This Is My Body

Today is Easter Sunday, one of my favorite days of the year.  For Catholics, we celebrate the Resurrection every Sunday, but Easter is especially joyful.  After preparing during Lent with sacrifices, fasting, almsgiving, repentance, forgiveness, and prayer, we experience a deeper connection with each other, with Our Lord, and with the Mass.  As our pastor explained in his homily how we are all connected to “The Greatest Story Ever Told,” I felt such gratitude for the gift of faith.  Then I thought about what I have not done to share this gift with others.

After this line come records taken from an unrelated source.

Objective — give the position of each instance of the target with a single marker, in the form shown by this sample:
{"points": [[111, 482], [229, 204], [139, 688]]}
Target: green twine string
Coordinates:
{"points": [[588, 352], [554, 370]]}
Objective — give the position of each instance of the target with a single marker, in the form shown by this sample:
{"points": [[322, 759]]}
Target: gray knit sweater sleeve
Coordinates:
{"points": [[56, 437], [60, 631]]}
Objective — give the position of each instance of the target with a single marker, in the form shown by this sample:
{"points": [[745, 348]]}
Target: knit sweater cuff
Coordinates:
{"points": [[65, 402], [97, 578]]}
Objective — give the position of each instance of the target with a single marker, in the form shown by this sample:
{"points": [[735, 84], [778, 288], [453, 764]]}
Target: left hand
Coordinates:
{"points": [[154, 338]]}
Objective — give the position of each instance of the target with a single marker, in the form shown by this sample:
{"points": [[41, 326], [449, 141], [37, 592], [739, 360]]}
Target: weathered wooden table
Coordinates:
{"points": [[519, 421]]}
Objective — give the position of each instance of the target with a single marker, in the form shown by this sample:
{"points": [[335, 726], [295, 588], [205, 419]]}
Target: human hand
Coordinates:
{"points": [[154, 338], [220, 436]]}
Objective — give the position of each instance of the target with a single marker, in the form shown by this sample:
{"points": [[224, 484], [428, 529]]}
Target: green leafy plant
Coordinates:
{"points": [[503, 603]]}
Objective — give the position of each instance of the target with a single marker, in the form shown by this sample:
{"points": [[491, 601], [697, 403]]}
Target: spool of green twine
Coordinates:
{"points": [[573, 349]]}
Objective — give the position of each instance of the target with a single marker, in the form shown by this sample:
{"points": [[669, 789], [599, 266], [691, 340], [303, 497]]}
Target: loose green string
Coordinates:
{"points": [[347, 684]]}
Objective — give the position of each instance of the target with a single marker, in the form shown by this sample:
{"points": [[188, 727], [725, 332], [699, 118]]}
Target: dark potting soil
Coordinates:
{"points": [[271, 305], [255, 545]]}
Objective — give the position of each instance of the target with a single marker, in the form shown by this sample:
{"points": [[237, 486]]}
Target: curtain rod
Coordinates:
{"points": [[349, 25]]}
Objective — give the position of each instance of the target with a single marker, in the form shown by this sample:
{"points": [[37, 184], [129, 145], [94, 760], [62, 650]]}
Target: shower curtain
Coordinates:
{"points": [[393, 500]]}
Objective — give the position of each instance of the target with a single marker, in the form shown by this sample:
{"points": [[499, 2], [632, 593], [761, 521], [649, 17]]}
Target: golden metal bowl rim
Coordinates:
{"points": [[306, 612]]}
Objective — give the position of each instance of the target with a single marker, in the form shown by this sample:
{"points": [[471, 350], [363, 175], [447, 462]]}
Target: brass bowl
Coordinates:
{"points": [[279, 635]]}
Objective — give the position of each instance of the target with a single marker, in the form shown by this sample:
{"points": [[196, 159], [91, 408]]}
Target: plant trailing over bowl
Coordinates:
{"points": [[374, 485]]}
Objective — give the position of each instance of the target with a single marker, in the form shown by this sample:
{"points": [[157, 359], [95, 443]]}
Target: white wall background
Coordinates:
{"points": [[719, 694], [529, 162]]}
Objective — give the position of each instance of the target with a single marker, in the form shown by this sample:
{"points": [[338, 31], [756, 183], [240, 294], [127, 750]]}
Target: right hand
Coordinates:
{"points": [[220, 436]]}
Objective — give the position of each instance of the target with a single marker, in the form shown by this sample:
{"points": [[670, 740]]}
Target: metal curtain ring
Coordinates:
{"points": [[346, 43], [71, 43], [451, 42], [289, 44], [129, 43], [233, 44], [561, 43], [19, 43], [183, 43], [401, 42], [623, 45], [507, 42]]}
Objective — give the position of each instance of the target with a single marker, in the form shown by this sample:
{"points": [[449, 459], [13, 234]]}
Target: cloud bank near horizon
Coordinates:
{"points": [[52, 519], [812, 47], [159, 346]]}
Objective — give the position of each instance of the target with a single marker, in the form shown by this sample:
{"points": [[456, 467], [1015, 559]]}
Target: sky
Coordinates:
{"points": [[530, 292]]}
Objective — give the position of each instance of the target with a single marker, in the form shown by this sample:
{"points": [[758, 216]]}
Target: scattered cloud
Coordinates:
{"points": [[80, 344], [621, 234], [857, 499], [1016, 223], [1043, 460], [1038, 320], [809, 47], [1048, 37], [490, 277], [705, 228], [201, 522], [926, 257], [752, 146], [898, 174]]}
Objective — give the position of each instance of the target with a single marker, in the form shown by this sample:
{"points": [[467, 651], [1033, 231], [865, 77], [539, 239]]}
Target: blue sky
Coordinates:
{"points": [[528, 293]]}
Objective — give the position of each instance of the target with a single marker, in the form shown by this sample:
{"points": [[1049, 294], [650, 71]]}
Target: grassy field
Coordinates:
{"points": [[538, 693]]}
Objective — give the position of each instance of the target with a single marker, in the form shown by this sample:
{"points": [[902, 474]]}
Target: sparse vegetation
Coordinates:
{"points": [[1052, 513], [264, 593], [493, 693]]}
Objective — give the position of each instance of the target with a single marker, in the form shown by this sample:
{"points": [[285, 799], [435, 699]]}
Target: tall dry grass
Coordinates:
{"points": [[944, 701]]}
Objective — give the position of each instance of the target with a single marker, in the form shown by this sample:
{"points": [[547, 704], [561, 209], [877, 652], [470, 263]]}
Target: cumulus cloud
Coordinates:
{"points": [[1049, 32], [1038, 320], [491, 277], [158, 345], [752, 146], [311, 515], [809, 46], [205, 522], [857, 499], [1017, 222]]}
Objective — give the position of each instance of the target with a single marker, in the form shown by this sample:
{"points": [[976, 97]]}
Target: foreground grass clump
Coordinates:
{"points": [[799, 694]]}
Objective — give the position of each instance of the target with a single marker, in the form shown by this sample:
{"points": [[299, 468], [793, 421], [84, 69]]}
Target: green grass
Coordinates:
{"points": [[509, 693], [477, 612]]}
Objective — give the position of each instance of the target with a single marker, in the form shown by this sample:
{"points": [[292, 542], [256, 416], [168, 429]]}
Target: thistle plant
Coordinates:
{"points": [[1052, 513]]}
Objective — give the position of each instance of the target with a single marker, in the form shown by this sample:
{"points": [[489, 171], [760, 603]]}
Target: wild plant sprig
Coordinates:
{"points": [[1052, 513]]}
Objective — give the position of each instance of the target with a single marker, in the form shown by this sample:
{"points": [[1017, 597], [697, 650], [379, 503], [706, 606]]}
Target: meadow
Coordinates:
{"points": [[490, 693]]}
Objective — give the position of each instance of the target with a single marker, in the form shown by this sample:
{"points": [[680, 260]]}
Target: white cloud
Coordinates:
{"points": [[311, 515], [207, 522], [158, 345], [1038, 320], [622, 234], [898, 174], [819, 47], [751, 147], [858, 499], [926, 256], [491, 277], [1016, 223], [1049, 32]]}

A few weeks ago I returned a phone call to a friend.  When I mentioned that my phone is silenced when I am in church, she responded, “You went to church on a Thursday? To pray?”  When I responded that I went to Mass, she said, “Your church has services every day?”  I started thinking deeply about what we had said and I realized that my shortcomings were staring me right in the face.  Each conversation we have at some point turns to Scripture and she always shares her love for Jesus.  I leave the conversation feeling elevated, my burden of the day lifted.  I have known my friend Myrna all my life and she has the gift of joy which she readily shares with me and everyone she meets.  How is it that I have been such a poor friend that I have never shared my witness, my testimony, with her? Why have I never told her why I go to Mass?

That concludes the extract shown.